A price worth paying

YESTERDAY Peter Hain announced the dates for the Third Reading of the Pensions Bill.

The First Reading of a bill is simply the reading out of its title in the House of Commons.
The Second Reading is when a Bill’s general principle is debated and voted upon.

Then it is looked at in detail by a committee and amended.
It returns to the floor of the House for Report Stage and Third Reading, when more changes are possible.

This is the last chance for MPs to amend a bill before it goes off to the House of Lords.

So this is a crucial period for the campaign to help the former ASW workers who have lost their pensions.

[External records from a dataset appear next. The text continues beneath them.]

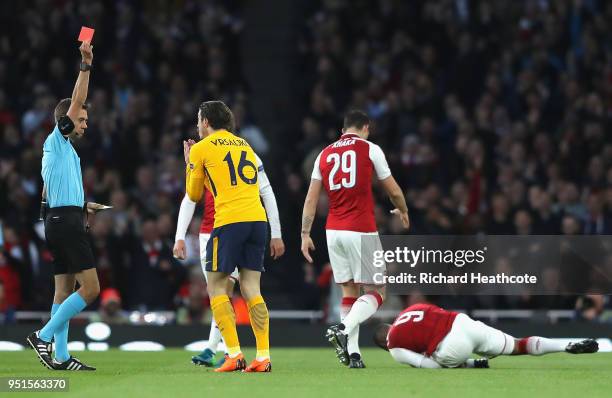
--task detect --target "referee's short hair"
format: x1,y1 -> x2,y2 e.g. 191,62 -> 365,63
343,110 -> 370,130
199,101 -> 235,132
54,98 -> 89,123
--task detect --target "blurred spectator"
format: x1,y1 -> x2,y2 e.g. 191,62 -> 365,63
290,0 -> 612,312
0,228 -> 22,312
486,194 -> 513,234
562,215 -> 582,235
0,0 -> 611,313
176,281 -> 210,325
532,191 -> 561,234
127,220 -> 186,310
90,288 -> 128,324
0,1 -> 246,311
0,280 -> 16,324
584,192 -> 611,235
514,209 -> 533,235
575,295 -> 606,321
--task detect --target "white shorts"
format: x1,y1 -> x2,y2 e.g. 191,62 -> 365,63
199,233 -> 239,281
432,313 -> 514,367
326,229 -> 385,285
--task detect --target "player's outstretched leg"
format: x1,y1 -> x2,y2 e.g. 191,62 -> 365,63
514,337 -> 599,356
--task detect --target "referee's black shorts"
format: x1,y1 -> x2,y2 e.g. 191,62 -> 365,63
44,206 -> 95,275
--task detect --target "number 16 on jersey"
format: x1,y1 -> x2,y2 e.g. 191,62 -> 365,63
222,150 -> 258,187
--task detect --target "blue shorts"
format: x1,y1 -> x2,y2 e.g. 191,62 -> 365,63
205,221 -> 267,274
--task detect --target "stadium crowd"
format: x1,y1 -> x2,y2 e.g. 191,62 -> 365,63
1,0 -> 611,321
287,0 -> 612,315
0,0 -> 247,316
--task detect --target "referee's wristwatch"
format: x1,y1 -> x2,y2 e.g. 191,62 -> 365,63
79,62 -> 92,72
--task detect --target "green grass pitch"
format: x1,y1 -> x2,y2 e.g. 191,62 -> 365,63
1,348 -> 610,398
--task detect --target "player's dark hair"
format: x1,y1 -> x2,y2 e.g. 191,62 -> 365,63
199,100 -> 235,132
373,323 -> 391,351
343,109 -> 369,130
54,98 -> 89,123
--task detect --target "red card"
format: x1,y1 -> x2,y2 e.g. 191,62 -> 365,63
78,26 -> 95,43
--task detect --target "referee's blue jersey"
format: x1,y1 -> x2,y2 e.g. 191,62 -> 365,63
41,125 -> 84,208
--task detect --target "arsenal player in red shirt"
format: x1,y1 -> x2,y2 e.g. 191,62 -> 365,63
301,110 -> 410,368
373,303 -> 599,368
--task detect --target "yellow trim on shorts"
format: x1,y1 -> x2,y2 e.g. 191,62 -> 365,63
212,236 -> 219,272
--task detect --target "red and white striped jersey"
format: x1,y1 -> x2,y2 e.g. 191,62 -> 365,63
311,133 -> 391,233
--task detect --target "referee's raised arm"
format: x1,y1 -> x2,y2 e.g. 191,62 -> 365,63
40,42 -> 93,213
62,41 -> 93,139
28,40 -> 99,371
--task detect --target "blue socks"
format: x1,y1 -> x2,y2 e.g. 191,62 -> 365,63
40,292 -> 86,345
50,303 -> 70,362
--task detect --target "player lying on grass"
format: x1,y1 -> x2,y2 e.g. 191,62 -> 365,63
372,303 -> 599,369
174,138 -> 284,368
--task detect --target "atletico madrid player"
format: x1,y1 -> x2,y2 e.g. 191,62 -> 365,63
174,138 -> 284,368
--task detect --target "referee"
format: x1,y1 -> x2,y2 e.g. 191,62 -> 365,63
26,41 -> 98,371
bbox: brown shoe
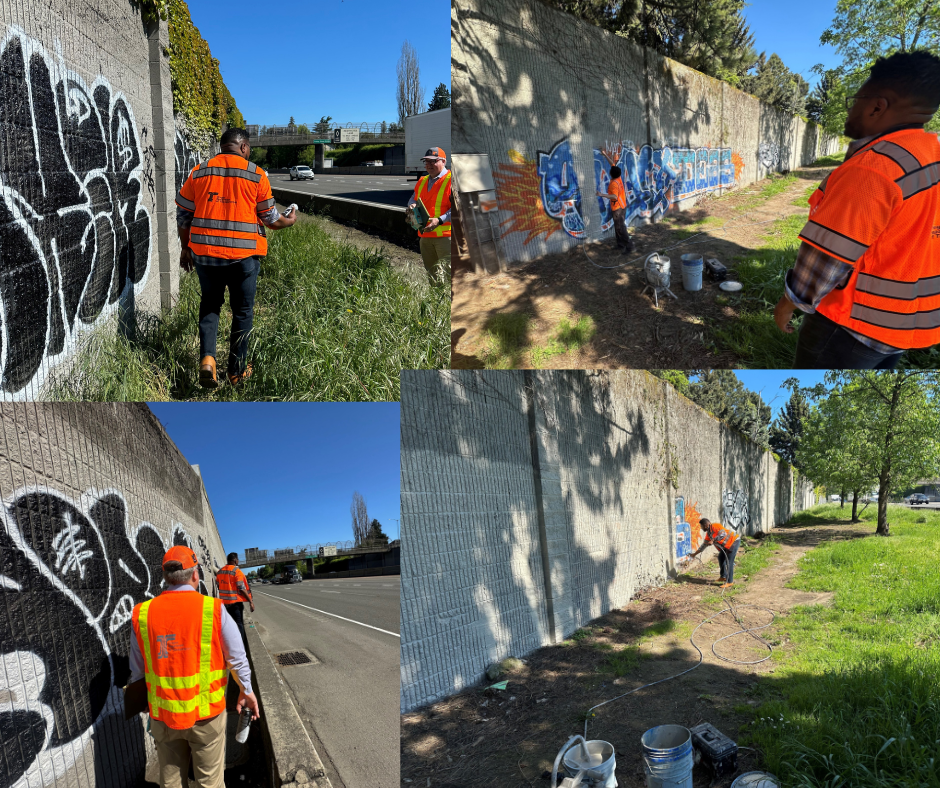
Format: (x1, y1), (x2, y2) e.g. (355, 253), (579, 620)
(199, 356), (218, 389)
(228, 363), (253, 386)
(720, 582), (734, 589)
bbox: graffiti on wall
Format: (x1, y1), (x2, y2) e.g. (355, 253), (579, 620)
(758, 142), (781, 169)
(0, 486), (219, 788)
(0, 28), (152, 398)
(593, 141), (743, 230)
(723, 489), (750, 532)
(675, 496), (692, 559)
(174, 127), (201, 195)
(492, 140), (585, 245)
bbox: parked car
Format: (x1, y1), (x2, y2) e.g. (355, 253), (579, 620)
(289, 165), (314, 180)
(909, 493), (930, 505)
(262, 579), (269, 584)
(829, 494), (841, 501)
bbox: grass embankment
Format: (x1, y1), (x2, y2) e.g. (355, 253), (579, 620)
(742, 503), (940, 787)
(46, 216), (448, 401)
(480, 313), (596, 368)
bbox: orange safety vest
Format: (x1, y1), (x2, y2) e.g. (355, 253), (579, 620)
(217, 564), (252, 605)
(414, 171), (452, 238)
(803, 128), (940, 349)
(609, 178), (627, 212)
(131, 590), (228, 729)
(176, 153), (275, 260)
(704, 521), (737, 550)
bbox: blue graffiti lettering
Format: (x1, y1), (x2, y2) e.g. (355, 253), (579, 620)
(538, 139), (585, 239)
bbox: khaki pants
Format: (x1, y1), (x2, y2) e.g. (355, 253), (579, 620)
(151, 710), (227, 788)
(419, 236), (451, 284)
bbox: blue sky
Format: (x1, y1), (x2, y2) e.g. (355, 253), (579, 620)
(148, 403), (401, 555)
(741, 0), (843, 89)
(734, 371), (828, 420)
(189, 0), (451, 127)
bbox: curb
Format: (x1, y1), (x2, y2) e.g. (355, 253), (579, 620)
(245, 616), (333, 788)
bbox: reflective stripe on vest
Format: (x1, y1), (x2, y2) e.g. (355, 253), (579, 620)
(415, 172), (452, 238)
(707, 523), (736, 549)
(812, 129), (940, 348)
(182, 154), (269, 260)
(134, 593), (227, 727)
(217, 565), (247, 603)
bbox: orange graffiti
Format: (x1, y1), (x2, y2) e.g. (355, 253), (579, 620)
(686, 501), (703, 550)
(492, 149), (563, 246)
(731, 152), (745, 183)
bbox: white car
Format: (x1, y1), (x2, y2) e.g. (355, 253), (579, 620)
(289, 165), (314, 181)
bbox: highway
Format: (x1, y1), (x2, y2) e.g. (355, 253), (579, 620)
(249, 576), (400, 788)
(267, 172), (416, 207)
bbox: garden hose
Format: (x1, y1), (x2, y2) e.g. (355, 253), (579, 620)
(583, 555), (776, 743)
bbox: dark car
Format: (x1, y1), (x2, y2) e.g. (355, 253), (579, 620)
(909, 493), (930, 505)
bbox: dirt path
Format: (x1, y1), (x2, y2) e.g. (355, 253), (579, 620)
(451, 161), (839, 370)
(400, 521), (871, 788)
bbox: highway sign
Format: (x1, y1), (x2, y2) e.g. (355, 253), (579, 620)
(334, 128), (360, 143)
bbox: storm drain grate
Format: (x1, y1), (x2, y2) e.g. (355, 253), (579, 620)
(274, 650), (314, 666)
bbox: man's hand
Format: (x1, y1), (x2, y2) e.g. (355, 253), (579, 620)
(250, 602), (255, 613)
(774, 295), (797, 334)
(237, 689), (261, 721)
(180, 247), (194, 273)
(426, 217), (440, 230)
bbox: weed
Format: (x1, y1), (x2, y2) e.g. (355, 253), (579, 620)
(482, 312), (531, 368)
(593, 642), (614, 652)
(571, 629), (590, 643)
(605, 645), (643, 676)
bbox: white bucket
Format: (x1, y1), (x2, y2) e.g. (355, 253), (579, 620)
(552, 735), (618, 787)
(681, 255), (703, 291)
(641, 725), (693, 788)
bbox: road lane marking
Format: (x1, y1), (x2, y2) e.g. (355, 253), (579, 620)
(256, 591), (400, 637)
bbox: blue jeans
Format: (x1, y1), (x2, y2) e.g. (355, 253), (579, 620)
(195, 257), (260, 376)
(794, 311), (902, 369)
(717, 540), (739, 583)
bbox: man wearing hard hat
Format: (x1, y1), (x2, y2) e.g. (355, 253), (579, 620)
(129, 546), (259, 788)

The ISTC and Amicus trades unions have run a superb campaign, backed up by brilliant support from the South Wales Echo.

The Pensions Bill was introduced as a result of that campaign, but currently it only protects the final salary pensions of workers whose companies go bust in the future.
It will not help the ASW workers.

The campaign has caught the attention of the Prime Minister who just last week at Prime Ministers Questions told Julie Morgan MP, that he hoped to give an answer soon.

I hope that the Government’s answer will be a positive one for the ASW workers.
If it is the Government will deserve praise.

At perhaps around £70m per year to help all those affected across Britain it will not be cheap.
But the State already gives tax relief to private pensions worth £14bn per year, half of which goes to the top 10% of earners.

It is a price worth paying to right the injustice that has been suffered by ASW workers and others.
It is also a price worth paying to help restore public confidence in occupational pensions.